The Future of IT Is Automation

IT needs software that can do the nuts-and-bolts adjusting for itself — not just to enable people to focus on higher value tasks, but also to create lower cost, more reliable, and more adaptive information infrastructures.

Enter ‘Intelligence’

To address this growing concern, developers are focusing on next-generation information infrastructures that will, in essence, be intelligent. This new technology will “understand” how to optimally adapt to system and data process changes, and will make necessary adjustments automatically and thus much more quickly than infrastructures that rely heavily on human intervention.

As a result, fewer systems and solutions will break or unnecessarily slow down. And more changes will be able to be effected without major impacts on systems, users, time capital and personnel budgets. This is because change will revolve around the infrastructure, but the infrastructure will stay “glued-in,” adapting to whatever happens around it in terms of new information demands, platforms, standards and users.

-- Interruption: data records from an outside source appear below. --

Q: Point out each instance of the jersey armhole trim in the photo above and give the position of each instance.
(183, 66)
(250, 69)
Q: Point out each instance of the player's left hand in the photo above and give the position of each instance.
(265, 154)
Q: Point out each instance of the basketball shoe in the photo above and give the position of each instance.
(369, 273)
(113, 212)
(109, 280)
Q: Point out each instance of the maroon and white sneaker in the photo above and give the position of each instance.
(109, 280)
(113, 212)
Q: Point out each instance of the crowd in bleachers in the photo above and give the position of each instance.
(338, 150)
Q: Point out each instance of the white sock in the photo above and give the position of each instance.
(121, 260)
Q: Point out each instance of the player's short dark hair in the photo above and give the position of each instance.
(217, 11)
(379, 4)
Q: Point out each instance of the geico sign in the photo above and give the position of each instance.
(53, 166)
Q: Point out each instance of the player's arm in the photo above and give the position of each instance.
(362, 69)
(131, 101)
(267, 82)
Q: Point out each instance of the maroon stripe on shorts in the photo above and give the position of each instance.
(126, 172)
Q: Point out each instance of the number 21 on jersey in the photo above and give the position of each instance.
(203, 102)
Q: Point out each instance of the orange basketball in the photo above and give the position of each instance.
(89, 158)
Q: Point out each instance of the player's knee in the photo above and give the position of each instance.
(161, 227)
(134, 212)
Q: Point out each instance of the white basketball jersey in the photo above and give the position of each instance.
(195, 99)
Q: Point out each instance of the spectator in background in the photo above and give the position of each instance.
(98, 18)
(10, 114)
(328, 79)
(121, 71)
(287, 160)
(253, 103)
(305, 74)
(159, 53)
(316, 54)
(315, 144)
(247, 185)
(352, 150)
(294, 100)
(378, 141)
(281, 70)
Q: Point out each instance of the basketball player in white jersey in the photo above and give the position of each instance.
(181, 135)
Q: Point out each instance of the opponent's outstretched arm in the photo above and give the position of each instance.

Moreover, next-generation infrastructures will have the ability to learn as they go. This will help ensure their optimal performance, and the enterprise’s agility, over time.

DI Darwinism

Data integration (DI) resides at the nexus of this agility. Without data integration, there is no information infrastructure, not today, not tomorrow. DI moves, consolidates and transforms the most fundamental IT building block — data. It feeds increasingly voracious business intelligence (BI) systems, executive information systems, and all kinds of data warehouse and data store-based initiatives. It is integral to real-time enterprise computing, ZLE (zero latency enterprise), eCRM, business activity monitoring (BAM), and other high-value initiatives. And it will be critical to RFID as the way to amalgamate and manage the projected torrents of data.